Keiko Fujimori, candidata presidencial del partido político Fuerza Popular (de derecha), y Roberto Sánchez, candidato presidencial de Juntos por el Perú (de izquierda), medirán su respaldo el 7 de junio de 2026.
Ese día se desarrollará el sufragio de segunda vuelta para definir quién asumirá el mandato presidencial de Perú para el periodo 2026-2031.
Tras la primera vuelta, Fujimori alcanzó el 17,18% de votos y Sánchez logró el 12,04%.
¿En el Perú hay una fragmentación del voto o una polarización?
Giovanna Peñaflor, analista política de Perú y gerente de la encuestadora Imasen, resume que los resultados de la primera vuelta reflejan un empate estadístico; una diferenciación entre Lima, la capital, y el interior del país; la existencia de un importante porcentaje de personas indecisas o muy insatisfechas con Fujimori y Sánchez.
“Son opciones minoritarias. Si se considera que en el padrón electoral del Perú hay 27 millones y que entre los dos candidatos suman 5 millones de votos, estamos hablando de que alrededor de un 20% de los ciudadanos peruanos han respaldado ambas opciones”, explica la experta.
Ejemplifica que en Perú no pasa lo mismo que en Colombia donde los candidatos presidenciales de segunda vuelta alcanzaron votos por sobre el 40%, respectivamente. “En Perú, más que polarización, tenemos una fragmentación”.
Keiko Fujimori y Roberto Sánchez fueron los perfiles que pasaron a segunda vuelta de entre 35 candidatos presidenciales que participaron en la primera vuelta, el 12 de abril de 2026.
Para Javier Gutiérrez Ruiz, consultor político y director ejecutivo del Instituto de Comunicación Política y Gobierno de Lima, los resultados de primera vuelta “fueron bastante estrechos”. Dice que la cantidad de candidatos presidenciales “conlleva a que haya mucha fragmentación del voto”. Pero, contrario a Peñaflor, considera que sí existe un escenario polarizado por las tendencias políticas a las que representan los candidatos.
Lo explica: “Fujimori representa a las fuerzas de derecha, en general, también debido al pasado histórico de su partido y a la influencia de su padre (Alberto Fujimori) cuando fue gobernante del país. Sánchez representa a una izquierda que en muchos casos es tildada como radical, realmente es una izquierda socialista. El escenario está super polarizado”.
Pero califica a Sánchez como un enigma porque dio un giro en su nuevo plan de trabajo presentado el 1 de junio. El candidato destacó el consenso durante una rueda de prensa.
“Se pone la piel de oveja para ocultar su trasfondo de radicalismo, existen dudas sobre cuál es el verdadero Roberto Sánchez en caso de ganar”, menciona el consultor.

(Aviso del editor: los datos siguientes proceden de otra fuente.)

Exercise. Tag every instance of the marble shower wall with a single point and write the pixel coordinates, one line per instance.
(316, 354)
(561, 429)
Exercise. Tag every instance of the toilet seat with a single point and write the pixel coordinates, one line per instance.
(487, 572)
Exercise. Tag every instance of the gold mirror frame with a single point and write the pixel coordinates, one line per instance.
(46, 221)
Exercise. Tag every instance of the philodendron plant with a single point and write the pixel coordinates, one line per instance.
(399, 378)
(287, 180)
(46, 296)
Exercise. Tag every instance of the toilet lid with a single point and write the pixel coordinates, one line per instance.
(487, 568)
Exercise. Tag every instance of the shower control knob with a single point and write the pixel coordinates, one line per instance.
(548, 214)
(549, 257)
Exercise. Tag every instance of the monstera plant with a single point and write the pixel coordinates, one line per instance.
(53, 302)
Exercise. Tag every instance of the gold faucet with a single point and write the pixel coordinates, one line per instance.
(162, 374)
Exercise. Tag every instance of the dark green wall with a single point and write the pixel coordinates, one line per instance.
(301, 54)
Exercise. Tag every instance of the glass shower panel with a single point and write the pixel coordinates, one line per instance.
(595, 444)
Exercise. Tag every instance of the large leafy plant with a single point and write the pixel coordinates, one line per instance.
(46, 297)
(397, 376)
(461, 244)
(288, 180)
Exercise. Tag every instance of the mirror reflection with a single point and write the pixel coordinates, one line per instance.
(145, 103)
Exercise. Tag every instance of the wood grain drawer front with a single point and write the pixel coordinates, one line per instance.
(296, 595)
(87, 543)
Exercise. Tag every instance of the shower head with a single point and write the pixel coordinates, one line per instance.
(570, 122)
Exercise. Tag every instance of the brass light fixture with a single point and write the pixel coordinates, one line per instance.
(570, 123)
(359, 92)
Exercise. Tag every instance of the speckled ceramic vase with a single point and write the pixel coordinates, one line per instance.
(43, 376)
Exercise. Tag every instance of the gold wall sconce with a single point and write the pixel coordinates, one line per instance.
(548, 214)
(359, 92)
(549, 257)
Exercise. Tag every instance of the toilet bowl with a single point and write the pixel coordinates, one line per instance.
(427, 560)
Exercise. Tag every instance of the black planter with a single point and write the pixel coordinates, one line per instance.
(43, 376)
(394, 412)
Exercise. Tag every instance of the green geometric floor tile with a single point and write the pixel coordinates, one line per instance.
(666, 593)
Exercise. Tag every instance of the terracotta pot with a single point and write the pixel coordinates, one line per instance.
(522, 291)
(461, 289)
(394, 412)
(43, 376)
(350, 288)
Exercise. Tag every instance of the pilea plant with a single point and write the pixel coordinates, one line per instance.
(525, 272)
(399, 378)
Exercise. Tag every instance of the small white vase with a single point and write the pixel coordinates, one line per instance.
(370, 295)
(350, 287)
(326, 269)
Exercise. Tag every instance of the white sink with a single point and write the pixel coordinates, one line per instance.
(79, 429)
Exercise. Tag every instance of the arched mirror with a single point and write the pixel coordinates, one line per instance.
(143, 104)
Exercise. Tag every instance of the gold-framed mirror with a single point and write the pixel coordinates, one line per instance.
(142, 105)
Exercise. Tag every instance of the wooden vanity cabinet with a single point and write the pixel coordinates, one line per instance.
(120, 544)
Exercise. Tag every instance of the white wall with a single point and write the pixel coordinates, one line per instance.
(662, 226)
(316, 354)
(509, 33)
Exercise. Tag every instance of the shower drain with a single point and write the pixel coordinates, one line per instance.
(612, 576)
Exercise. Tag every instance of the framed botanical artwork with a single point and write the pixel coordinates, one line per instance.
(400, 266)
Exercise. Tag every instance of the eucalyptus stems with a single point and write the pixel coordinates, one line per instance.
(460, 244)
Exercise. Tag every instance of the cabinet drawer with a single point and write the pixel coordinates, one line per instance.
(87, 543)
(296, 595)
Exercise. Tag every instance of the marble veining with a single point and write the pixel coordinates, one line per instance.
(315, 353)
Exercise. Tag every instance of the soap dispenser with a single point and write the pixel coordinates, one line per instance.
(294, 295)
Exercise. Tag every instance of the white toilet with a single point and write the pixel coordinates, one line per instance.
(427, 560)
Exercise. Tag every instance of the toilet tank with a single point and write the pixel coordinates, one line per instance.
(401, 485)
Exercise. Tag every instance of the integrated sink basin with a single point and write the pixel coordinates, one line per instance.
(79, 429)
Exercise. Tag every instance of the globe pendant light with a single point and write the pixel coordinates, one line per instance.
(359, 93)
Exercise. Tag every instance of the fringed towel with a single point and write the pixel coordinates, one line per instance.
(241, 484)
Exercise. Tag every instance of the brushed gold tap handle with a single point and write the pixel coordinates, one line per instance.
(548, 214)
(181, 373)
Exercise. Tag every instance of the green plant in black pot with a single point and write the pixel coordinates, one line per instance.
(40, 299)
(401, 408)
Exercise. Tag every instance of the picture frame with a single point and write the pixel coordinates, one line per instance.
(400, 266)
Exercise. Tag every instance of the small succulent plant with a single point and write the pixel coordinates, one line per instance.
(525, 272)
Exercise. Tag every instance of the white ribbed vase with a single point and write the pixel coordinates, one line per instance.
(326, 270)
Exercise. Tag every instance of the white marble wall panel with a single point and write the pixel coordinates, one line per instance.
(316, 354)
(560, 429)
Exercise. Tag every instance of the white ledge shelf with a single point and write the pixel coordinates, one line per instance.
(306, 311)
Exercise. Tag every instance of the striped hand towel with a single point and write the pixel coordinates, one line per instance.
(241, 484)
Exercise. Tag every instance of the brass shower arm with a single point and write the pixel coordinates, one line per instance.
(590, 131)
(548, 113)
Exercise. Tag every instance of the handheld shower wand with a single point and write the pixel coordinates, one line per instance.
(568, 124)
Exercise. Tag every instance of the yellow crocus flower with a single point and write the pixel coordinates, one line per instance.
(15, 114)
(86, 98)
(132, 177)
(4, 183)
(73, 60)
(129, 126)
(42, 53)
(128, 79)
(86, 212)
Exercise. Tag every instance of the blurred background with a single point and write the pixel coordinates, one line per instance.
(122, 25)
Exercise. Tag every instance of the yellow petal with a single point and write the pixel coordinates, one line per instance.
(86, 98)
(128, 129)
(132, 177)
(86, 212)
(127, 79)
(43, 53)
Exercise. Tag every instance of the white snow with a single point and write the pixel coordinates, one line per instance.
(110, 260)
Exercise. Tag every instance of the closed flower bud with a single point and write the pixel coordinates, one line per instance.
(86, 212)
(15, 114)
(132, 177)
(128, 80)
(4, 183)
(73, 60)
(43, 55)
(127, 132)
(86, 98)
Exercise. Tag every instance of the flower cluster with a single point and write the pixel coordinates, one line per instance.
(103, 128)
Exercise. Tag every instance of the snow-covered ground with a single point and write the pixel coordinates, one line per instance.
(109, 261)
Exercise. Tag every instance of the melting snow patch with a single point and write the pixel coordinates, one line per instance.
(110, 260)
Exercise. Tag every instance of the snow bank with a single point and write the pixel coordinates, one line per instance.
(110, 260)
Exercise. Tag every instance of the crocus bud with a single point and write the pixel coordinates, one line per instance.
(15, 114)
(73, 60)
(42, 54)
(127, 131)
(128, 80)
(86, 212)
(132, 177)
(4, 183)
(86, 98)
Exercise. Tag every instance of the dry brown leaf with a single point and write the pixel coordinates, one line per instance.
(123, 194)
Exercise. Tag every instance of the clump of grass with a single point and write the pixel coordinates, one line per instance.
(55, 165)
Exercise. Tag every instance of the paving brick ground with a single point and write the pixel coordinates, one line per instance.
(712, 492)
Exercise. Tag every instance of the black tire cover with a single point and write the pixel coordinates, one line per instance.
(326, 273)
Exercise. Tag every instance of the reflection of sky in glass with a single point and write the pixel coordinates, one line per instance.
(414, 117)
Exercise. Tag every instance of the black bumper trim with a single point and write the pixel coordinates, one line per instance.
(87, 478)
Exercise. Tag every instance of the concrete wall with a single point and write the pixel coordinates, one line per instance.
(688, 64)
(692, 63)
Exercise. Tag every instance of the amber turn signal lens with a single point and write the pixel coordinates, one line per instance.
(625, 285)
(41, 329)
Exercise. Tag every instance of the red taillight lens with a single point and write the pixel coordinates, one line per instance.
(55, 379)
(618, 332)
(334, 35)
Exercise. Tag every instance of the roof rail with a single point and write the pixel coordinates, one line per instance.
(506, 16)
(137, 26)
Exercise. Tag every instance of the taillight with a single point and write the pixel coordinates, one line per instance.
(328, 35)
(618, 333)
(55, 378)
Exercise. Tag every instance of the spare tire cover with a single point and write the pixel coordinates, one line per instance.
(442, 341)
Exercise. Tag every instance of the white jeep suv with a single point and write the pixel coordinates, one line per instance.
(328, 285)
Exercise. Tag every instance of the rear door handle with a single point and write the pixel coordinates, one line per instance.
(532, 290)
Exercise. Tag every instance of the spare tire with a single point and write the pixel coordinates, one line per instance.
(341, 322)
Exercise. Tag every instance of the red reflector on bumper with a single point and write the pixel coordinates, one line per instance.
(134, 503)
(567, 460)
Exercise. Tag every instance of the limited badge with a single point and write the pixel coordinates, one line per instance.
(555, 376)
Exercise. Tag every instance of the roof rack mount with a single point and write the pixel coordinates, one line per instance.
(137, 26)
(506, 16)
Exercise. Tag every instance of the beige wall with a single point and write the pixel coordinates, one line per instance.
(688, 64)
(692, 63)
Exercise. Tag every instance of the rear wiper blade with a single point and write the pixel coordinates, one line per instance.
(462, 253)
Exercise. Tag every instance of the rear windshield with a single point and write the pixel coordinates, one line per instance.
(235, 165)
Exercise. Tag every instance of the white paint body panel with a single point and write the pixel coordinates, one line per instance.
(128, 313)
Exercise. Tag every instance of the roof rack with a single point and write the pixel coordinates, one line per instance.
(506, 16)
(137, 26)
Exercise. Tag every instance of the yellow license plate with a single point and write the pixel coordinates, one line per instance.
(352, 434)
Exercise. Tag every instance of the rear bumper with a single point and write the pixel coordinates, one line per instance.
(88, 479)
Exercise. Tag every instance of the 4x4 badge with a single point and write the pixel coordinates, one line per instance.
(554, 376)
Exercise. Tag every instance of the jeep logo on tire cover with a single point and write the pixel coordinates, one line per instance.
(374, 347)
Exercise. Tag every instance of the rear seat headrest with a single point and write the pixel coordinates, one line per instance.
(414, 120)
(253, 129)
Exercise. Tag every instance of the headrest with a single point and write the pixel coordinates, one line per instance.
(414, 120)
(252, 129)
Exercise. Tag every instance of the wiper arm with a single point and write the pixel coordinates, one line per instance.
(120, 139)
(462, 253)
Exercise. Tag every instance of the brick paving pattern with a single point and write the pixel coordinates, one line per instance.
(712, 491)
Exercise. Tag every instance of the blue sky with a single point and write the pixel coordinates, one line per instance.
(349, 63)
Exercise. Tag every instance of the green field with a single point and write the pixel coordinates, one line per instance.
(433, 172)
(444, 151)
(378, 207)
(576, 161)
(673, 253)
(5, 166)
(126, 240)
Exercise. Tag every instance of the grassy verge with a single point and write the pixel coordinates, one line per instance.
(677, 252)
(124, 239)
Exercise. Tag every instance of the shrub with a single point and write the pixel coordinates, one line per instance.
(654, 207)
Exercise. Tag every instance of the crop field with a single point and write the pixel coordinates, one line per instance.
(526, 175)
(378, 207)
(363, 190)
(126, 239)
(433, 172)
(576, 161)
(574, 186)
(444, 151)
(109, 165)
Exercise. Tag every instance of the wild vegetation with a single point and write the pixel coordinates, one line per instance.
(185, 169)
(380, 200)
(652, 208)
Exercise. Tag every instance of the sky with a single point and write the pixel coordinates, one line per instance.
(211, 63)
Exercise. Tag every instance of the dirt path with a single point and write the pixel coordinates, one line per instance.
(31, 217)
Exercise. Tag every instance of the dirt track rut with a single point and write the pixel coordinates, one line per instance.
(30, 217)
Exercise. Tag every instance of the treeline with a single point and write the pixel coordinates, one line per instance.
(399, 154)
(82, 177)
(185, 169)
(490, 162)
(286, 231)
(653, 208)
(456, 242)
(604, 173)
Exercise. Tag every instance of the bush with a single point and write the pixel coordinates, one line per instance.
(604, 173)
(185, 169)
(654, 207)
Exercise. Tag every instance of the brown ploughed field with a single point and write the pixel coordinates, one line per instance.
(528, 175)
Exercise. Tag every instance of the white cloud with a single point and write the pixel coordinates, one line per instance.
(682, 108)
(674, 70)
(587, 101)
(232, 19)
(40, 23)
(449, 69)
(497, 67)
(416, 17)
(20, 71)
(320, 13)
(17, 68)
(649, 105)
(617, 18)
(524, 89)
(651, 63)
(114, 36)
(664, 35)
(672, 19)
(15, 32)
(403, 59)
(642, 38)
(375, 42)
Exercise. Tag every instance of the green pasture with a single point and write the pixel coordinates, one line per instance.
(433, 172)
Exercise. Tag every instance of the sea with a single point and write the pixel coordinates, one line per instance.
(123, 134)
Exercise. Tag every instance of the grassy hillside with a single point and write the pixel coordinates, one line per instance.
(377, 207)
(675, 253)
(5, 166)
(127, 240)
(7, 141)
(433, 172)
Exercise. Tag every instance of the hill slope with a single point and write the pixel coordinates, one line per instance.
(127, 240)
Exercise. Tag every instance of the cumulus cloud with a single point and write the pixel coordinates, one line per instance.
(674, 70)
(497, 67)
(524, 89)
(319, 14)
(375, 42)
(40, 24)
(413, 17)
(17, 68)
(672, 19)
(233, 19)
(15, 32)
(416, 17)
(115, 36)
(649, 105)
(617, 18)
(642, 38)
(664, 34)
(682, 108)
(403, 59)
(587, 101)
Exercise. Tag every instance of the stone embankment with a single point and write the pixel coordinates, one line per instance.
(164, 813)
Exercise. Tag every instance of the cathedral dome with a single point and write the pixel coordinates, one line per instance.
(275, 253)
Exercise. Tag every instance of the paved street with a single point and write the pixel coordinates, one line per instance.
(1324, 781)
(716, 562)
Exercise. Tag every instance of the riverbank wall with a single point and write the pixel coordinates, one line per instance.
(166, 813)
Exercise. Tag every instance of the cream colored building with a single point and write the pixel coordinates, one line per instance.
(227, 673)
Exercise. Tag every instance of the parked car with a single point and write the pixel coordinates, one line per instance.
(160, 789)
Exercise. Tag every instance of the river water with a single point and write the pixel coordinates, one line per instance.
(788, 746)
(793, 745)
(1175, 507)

Peñaflor avizora un “resultado abierto” para este domingo y no descarta que Sánchez pueda ganar: “Podría producirse una movilización de votos en estos días, además la primera vuelta ya ha mostrado una gran volatilidad del electorado”.
Evalúa que ni Fujimori ni Sánchez han mostrado una visión para el país: “Han sido bastante mediocres en sus propuestas y no reconocen que el país necesita cambios profundos. El peruano quiere estabilidad política”.
¿Qué pasaría con Ecuador si gana Fujimori o Sánchez en Perú?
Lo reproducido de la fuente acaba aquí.